As with all refugees, he faced a number of challenges adjusting to his new life but was keen to find a job.
“I wanted to be an active, contributing member of the Australian workforce,” he said.
The 27-year-old was well qualified.
He had worked as a Finance and Budget Manager with NATO forces, providing administrative support to the Afghanistan’s Ministry of Defense. He held a Bachelor's degree in Computer Science and had completed two semesters of Masters in Business Administration.
However, he had to get these skills recognised in Australia and with no professional network here, he needed help navigating the local jobs market.
So Mr Ahmadzai was referred to SSI’s Refugee Employment Support Program.

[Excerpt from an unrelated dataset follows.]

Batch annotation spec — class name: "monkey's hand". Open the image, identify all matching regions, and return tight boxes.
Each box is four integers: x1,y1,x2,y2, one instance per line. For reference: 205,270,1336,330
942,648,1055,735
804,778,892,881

It was here that he gained knowledge of Australia’s work culture and environment, was assisted with job interview skills, supported to get a local drivers’ licence and shown how to navigate local public transport.
He learned how to get his overseas qualification recognised and how to apply for jobs online.
Along the way, Mr Ahmadzai obtained a job as an SSI Employment Facilitator, where he gets to provide job support to Afghans, Iraqis, Iranians and other refugees.
“I know what it feels to arrive in a new country. It is not like Afghanistan or Iraq, it is a completely different culture,” he said.
“I am doing the same thing for clients that SSI did for me.
“It feels good to have this job, and I am very proud.”
However, this will be a short-term role as Mr Ahmadzai has longer term plans.
He has recently enrolled in a three-year construction certificate and has ambitions to start his own construction business.
“There are not enough words to express my thanks for SSI,” he said.
“They do so much to help us as newly arrived people to Australia.
“They are like the father and mother, holding people’s hands, and I really appreciate their work.”
Mr Ahmadzai was assisted by two SSI programs.
The Humanitarian Settlement Services Program is delivered early in the settlement process and provides refugees and humanitarian entrants with essential support and information to help them settle successfully in Australia. The program is funded by the Australia Government Department of Social Services. For more information about Australia's settlement program, visit https://www.homeaffairs.gov.au/.
The Refugee Employment Support Program is an initiative of the NSW Government that addresses the challenges experienced by refugees and people seeking asylum in finding suitable and skilled employment opportunities.